La sonde Hayabusa 2 a largué les échantillons sur la Terre avant de continuer son voyage. La capsule qui les transportait est entrée dans l’atmosphère juste avant 2h30, heure du Japon (17h30 GMT), créant une boule de feu. Elle a atterri dans la zone de Woomera, en Australie. La capsule étant équipée de balises, l’équipe de l’Agence japonaise d’exploration aérospatiale (JAXA) a pu rapidement la localiser.
Une explication possible à l’origine de la vie
Sur l’astéroïde Ryugu, Hayabusa 2 est parvenue à collecter de la poussière de surface, mais aussi des matériaux situés plus en profondeur, grâce à son impacteur intégré qui permet de creuser le sol sur une surface de deux mètres de diamètre. Les corps célestes plus imposants, comme la Terre, ont subi des changements radicaux au cours du temps, notamment des processus de réchauffement et de solidification, qui ont modifié la composition des matériaux se trouvant à leur surface et en dessous. En revanche, dans le cas d’objets plus petits, tels que cet astéroïde, les matériaux n’ont pas subi les mêmes transformations, ils n’ont pas fondu. Les experts pensent ainsi que les composés datant d’il y a 4,5 milliards d’années sont toujours présents. L’analyse des échantillons permettra de le confirmer.

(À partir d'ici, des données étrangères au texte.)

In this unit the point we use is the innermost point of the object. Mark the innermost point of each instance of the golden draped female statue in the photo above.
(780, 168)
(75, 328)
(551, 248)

En attendant, la JAXA se félicite de la réussite des opérations. « Après six ans de voyage dans l’espace, la boîte à trésors a pu atterrir dans Woomera ce matin. La capsule a parfaitement atterri, et la sonde est en train de passer à une autre mission » a déclaré Yuichi Tsuda, chef de projet à la JAXA, lors d’une conférence de presse. Megan Clark, chef de l’Agence spatiale australienne, s’est quant à elle réjouie de cette « merveilleuse réalisation » dans un contexte mondial actuellement difficile : « le Hayabusa 2 a contribué à renouveler notre foi dans le monde, ainsi que notre confiance (en) et notre appréciation de la science de l’univers extérieur », a-t-elle déclaré.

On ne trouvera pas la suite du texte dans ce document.